Vaccine producers could be given harsh penalties for a range of violations, with substantial fines possible, under a new draft law from China's top market regulator after a major quality control scandal earlier this year.
Serious violators could have profits confiscated, certificates revoked, production suspended and face fines of up to 10 times the value of the products in question.
Violations under scrutiny include falsifying manufacturing records and failing to recall products sold after quality issues or other potential safety risks were discovered, according to the draft.
Senior executives and other employees at key posts within offending companies will have their salaries recalled during periods of infraction, and may be required to pay an additional fine of between 50 and 100 percent of their pay. They may be banned from engaging in pharmaceutical activities for life, according to the draft.
The draft was released by the State Administration for Market Regulation on its website and is soliciting public opinion and feedback until Nov 25.
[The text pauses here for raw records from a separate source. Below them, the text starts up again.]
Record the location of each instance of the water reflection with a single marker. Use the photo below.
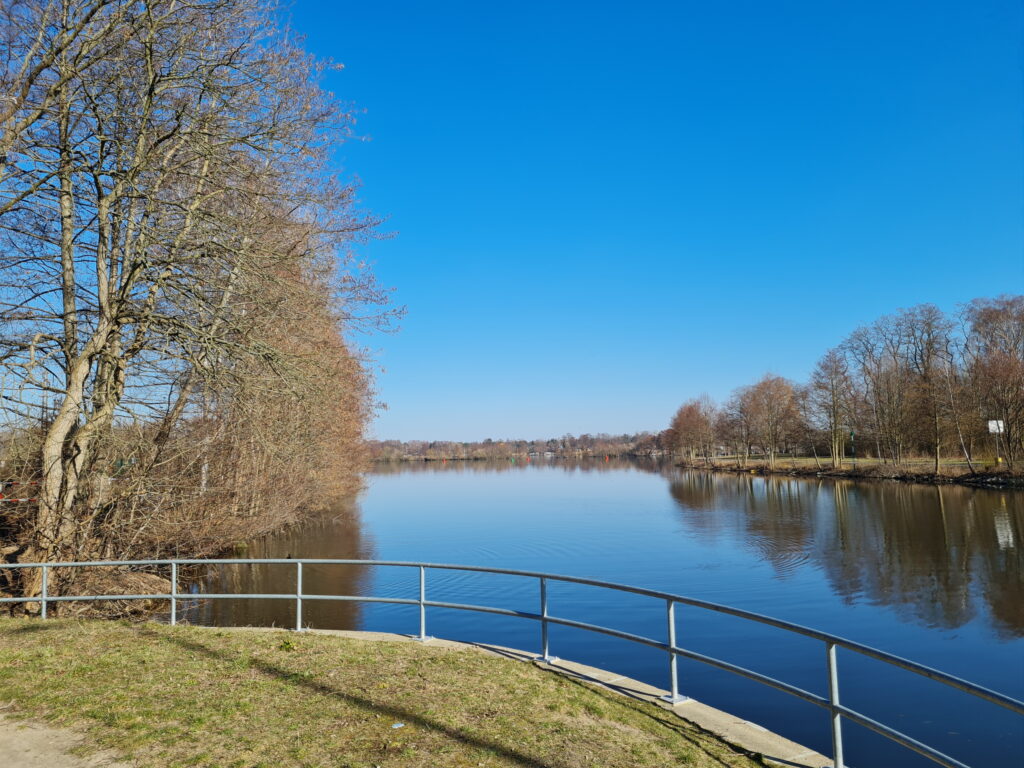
(930, 552)
(338, 535)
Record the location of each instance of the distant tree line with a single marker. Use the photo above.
(913, 384)
(567, 445)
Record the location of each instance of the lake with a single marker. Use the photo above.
(933, 573)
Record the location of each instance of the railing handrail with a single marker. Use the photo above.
(832, 641)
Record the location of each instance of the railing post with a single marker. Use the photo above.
(423, 606)
(43, 595)
(545, 646)
(174, 593)
(298, 596)
(674, 694)
(837, 719)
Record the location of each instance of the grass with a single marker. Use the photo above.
(190, 696)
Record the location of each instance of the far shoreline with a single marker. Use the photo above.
(983, 479)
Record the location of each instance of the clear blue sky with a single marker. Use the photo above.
(602, 209)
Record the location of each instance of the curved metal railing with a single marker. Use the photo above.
(837, 712)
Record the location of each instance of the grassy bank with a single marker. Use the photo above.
(177, 696)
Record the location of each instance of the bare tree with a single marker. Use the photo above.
(829, 397)
(165, 186)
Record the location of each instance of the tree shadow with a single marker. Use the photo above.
(393, 712)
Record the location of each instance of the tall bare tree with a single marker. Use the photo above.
(165, 184)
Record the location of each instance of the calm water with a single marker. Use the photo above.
(932, 573)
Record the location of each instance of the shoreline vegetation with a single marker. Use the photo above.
(179, 284)
(187, 695)
(864, 469)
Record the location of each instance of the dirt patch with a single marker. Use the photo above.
(30, 744)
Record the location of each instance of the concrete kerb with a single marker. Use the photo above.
(740, 733)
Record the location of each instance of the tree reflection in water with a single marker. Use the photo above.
(931, 552)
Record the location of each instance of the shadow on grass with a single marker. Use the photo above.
(33, 626)
(616, 693)
(364, 704)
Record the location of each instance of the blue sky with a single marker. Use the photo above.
(602, 209)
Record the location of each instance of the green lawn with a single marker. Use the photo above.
(192, 696)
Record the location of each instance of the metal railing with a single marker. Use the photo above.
(837, 712)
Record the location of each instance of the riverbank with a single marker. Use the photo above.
(805, 467)
(184, 695)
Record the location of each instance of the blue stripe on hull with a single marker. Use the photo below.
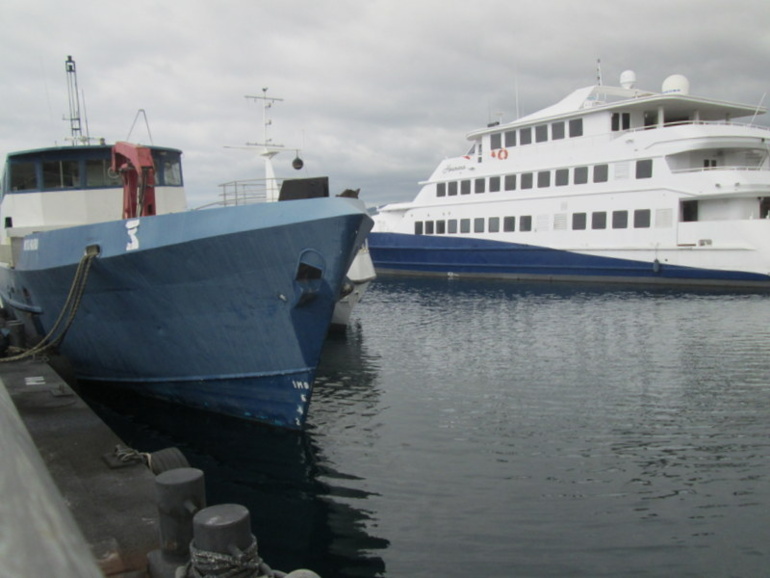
(424, 254)
(211, 311)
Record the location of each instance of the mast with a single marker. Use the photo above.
(269, 149)
(74, 101)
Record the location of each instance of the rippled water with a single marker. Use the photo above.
(499, 429)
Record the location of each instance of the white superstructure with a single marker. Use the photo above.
(618, 182)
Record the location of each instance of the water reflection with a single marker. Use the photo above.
(306, 511)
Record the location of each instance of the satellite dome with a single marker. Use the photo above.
(628, 79)
(676, 84)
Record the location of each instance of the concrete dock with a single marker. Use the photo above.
(114, 508)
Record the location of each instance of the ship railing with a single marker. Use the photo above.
(244, 192)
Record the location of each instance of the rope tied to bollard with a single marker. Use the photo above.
(241, 564)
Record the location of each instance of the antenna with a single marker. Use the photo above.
(74, 100)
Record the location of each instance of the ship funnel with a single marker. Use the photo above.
(628, 79)
(676, 84)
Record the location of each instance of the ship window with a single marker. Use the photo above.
(61, 174)
(642, 218)
(599, 220)
(619, 219)
(689, 211)
(601, 173)
(581, 175)
(644, 169)
(576, 127)
(23, 176)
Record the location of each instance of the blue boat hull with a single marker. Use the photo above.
(394, 253)
(223, 309)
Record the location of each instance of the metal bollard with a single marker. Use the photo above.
(181, 494)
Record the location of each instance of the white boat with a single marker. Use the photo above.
(613, 184)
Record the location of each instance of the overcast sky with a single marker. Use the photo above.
(376, 92)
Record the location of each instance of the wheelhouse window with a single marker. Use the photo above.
(644, 169)
(61, 174)
(23, 177)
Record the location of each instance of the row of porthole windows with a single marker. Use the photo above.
(640, 219)
(541, 179)
(541, 133)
Almost all existing laws were drafted by government departments before they were submitted to legislators for consideration.
Producers of substandard drugs could have their illegal gains confiscated and pay fines of up to three times the value of the products involved, according to the existing Drug Management Law, which covers vaccines and is now undergoing revision.
The draft, once made into law, will prioritize the Drug Management Law and other related laws in the management of vaccines, according to the administration.
Vaccine producers could have their illegal gains confiscated and production suspended, and they would face fines of up to 1 million yuan ($143,000) for violations such as refusing to take effective measures to recall problematical products sold on the market, the draft said.
Vaccine producers must purchase insurance in case they are faced with compensation for substandard products, it said.
"Vaccines relate to people's life and health, public health and national security," the administration said in a statement.
The draft was made in response to public concern over improving supervision of vaccines, and is meant to eliminate loopholes exposed by the case involving Changchun Changsheng Bio-tech Co, it said.
The rabies vaccine producer, based in Changchun, Jilin province, was found to have falsified production records during an unannounced inspection in July by China's top drug authority.
An investigation team announced in August the company had committed other serious violations such as using expired raw materials.
Rabies is almost always fatal if untreated. No injuries or deaths caused by the substandard rabies vaccines produced by the company have been publicly reported so far.
Tao Lina, a Shanghai-based public health expert, said the punitive measures stipulated in the draft will help deter vaccine producers and sellers from violating laws. But how to effectively uncover such violations remains a problem.
"A system that financially rewards whistlerblowers should be established to encourage insiders to report law violations," he said.
Wang Yuedan, a professor of immunology at Peking University, said requiring vaccine producers to buy insurance will ensure compensation for those receiving vaccinations if serious side effects occur, and encourage vaccinations among the public.
"Although many regulations stipulated in the draft have in practice been carried out, they will be better implemented once they become law," he said.